Scouting for potato leafhoppers in alfalfa
Know your options for insect control prior to a problem.
June 18, 2012 - Author: Phil Kaatz, Michigan State University Extension
Reports of potato leafhoppers in alfalfa are a sure sign that summer weather is here. The potato leafhopper is a pesky insect that makes its way north every summer by hitching a ride in late May or early June on weather fronts that begin in the Gulf States. Generally, dryer weather conditions will enhance damage as a result of the feeding on plants.
The potato leafhopper adults are small, bright green, torpedo-shaped insects that can fly. Females lay eggs inside alfalfa stems with nymphs hatching in seven to 10 days and reach adult stage in two to three weeks.

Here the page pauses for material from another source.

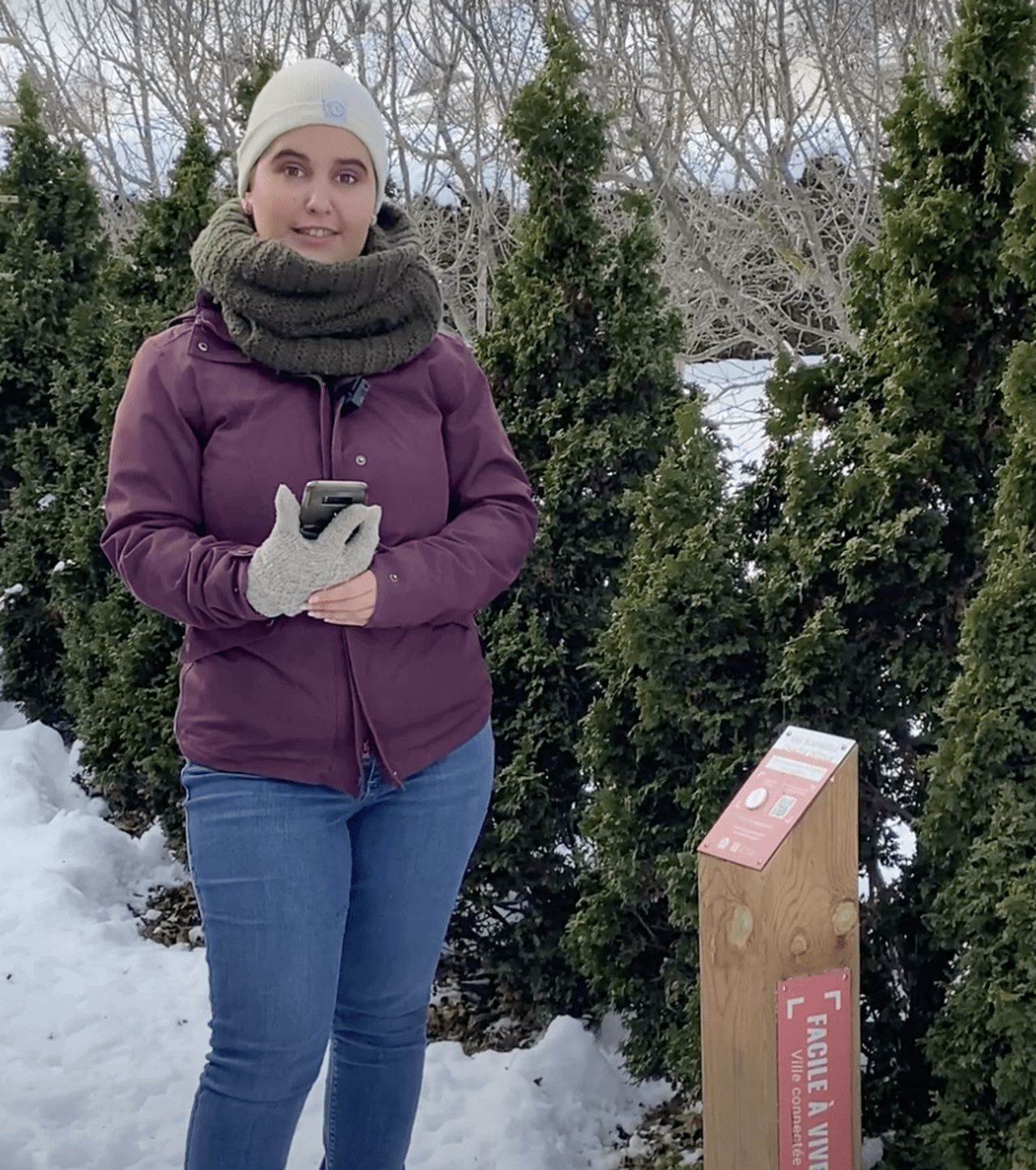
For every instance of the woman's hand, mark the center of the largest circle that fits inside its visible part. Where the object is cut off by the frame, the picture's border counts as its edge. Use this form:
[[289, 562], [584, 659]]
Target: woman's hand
[[346, 604]]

There are several overlapping generations per summer. The nymphs will actively feed immediately after hatching. Both the adults and nymphs are active feeders. They will inject toxic saliva into the plant and suck plant sap juices, resulting in a V-shaped wedge at the edge of the leaflet. The yellowing hopper burn as a result of the feeding may look like drought conditions or a nutrient deficiency.
Adult potato leafhopper (about 0.25 inches long).
When scouting fields, consider the options for managing this insect pest that include biological (fungal pathogens), cultural (timely cutting) and chemical (insecticides) controls. Many alfalfa varieties are available that have potato leafhopper resistance. For a list of available resistant varieties, go to the MSU Forage Varieties for Michigan in 2011. Thresholds for control vary with the size of the alfalfa regrowth. Second and third cutting alfalfa are normally the cuttings of most concern.
MSU recommendations for potato leafhopper thresholds
The recommendations vary with plant height in inches:
- Under 3 inches = 20 adult potato leafhopper s per 100 sweeps
- 3 to 8 inches = 50 adult potato leafhoppers per 100 sweeps
- 8 to 12 inches = 100 adults or nymphs per 100 sweeps
- Over 12 inches = 200 adults or nymphs per 100 sweeps
Scouting should start in early June through August. Insecticide residues can vary in length of time and are usually between three and 14 days. If a chemical control is used as an option for control, always follow label recommendations and consider pre-harvest intervals (PHI).
For a list of registered insecticides, go to the MSU Extension Bulletin E-1582, Insect, Nematode and Disease Control in Michigan Field Crops.